AI systems today can explain, summarise, and predict, but they still tend to approach problems one way at a time. This is unlike human thinking, which draws from multiple perspectives. That gap is what Raja Dharma Tej Maddala, a Class VII student from Hyderabad, has been working on, by trying to separate different modes of reasoning instead of letting a system follow a single path.
“Raja MagRex AI is already a working product at the prototype stage, not just a concept. The current system includes a functional backend, a structured interface, and the ability to operate through defined systems and personas that influence how responses are generated,” he says.
In its current form, the system lets a user approach the same problem through different reasoning modes, such as logic, creativity, emotional understanding, or long-term analysis. Personas then affect how the answer is framed within that mode. Most significantly, the user remains the one making those choices. Raja wants the system, over time, to decide more of that on its own.
That also marks the boundary of the project. This is not a new foundational model. It is a structured reasoning interface built through system design and prompt-led organisation. Raja does not claim it is better than conventional AI models across the board. “At this stage, I do not claim that Raja MagRex AI is better than conventional AI models. My testing approach focuses on evaluating differences in structure and reasoning rather than raw performance metrics,” he says. Formal benchmarking is still to come.
The system is not positioned as a general-purpose solution. Its current range reflects both design choices and the limits of what has been implemented so far. “Raja MagRex AI performs best in structured explanation and idea exploration, but it is not yet designed for highly critical or high-stakes decision-making.
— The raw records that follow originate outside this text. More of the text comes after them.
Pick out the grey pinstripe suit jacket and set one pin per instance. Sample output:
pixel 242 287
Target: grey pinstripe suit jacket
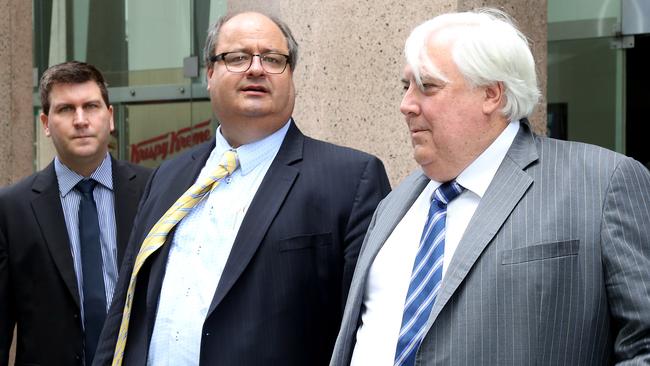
pixel 553 269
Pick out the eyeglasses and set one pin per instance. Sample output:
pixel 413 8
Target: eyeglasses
pixel 272 63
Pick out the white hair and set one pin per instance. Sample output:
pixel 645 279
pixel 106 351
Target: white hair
pixel 487 48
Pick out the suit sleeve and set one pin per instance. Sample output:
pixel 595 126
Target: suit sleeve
pixel 372 188
pixel 110 331
pixel 626 255
pixel 7 317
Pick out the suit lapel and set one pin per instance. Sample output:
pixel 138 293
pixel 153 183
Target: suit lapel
pixel 126 204
pixel 388 215
pixel 265 205
pixel 396 206
pixel 508 186
pixel 46 205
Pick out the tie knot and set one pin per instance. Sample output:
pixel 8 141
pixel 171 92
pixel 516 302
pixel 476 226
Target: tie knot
pixel 86 186
pixel 229 161
pixel 447 192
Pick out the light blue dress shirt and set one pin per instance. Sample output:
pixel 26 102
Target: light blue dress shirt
pixel 105 201
pixel 200 249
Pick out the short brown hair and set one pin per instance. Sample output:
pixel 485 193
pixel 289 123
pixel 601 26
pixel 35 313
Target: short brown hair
pixel 213 37
pixel 71 72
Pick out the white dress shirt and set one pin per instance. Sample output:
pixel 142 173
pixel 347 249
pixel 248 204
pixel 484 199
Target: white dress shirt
pixel 105 202
pixel 390 274
pixel 200 249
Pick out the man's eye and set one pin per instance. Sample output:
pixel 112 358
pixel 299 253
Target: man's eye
pixel 272 59
pixel 237 58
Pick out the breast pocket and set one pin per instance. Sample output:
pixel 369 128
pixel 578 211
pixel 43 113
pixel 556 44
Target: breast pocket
pixel 541 252
pixel 305 241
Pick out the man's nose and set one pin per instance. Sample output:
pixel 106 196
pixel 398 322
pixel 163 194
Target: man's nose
pixel 409 105
pixel 80 116
pixel 256 66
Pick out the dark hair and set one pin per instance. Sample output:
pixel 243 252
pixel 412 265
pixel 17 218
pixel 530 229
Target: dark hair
pixel 71 72
pixel 213 36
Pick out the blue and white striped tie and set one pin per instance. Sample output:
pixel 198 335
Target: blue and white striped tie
pixel 426 276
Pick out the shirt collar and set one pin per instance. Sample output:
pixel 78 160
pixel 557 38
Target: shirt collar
pixel 251 155
pixel 479 174
pixel 67 178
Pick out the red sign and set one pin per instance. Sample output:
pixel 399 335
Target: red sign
pixel 161 146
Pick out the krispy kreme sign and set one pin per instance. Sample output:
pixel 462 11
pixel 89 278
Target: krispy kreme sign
pixel 167 144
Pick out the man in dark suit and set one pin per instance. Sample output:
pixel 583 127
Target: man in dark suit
pixel 505 248
pixel 46 279
pixel 257 272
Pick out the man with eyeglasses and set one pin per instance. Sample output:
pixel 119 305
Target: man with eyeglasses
pixel 252 265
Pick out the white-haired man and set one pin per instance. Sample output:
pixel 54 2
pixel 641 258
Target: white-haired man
pixel 505 248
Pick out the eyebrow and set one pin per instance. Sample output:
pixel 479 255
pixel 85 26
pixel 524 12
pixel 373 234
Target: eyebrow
pixel 262 50
pixel 66 104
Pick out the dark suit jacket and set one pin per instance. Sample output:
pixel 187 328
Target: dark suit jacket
pixel 553 268
pixel 38 286
pixel 281 295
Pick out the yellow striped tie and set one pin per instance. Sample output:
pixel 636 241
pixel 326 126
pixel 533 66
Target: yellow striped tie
pixel 158 234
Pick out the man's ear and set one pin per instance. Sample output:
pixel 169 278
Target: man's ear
pixel 494 97
pixel 45 124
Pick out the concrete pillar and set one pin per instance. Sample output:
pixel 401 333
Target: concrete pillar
pixel 16 119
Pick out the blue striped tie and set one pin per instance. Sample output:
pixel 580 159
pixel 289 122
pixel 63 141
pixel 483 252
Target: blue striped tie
pixel 426 276
pixel 94 304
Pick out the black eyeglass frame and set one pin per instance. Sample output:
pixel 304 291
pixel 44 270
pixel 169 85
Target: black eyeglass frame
pixel 221 57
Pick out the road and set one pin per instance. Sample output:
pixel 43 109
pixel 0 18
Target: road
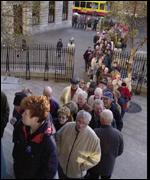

It also does not yet maintain long-term memory across sessions, which limits continuity in complex workflows,” he says.
Part of what makes the project worth tracking is the way Raja describes his own thinking. He links the system to both AI and physics, especially to ideas of complex systems, consistency, and constraints. He also speaks less like someone trying to prove a grand theory than someone working through engineering trade-offs. He says the hardest part was reducing a large architectural idea into something stable enough to test.
“When I approach a problem, I begin by identifying what the problem is asking, what type of reasoning it requires, and what constraints are involved. One important shift in my thinking was moving away from the idea that there is always a single correct way to solve a problem,” he smiles.
Raja MagRex AI is a prototype in progress, not a finished system and not a claim of technical disruption. The more interesting development here, perhaps, is that a school student is already thinking about AI at the level of reasoning design, not just using it to finish homework.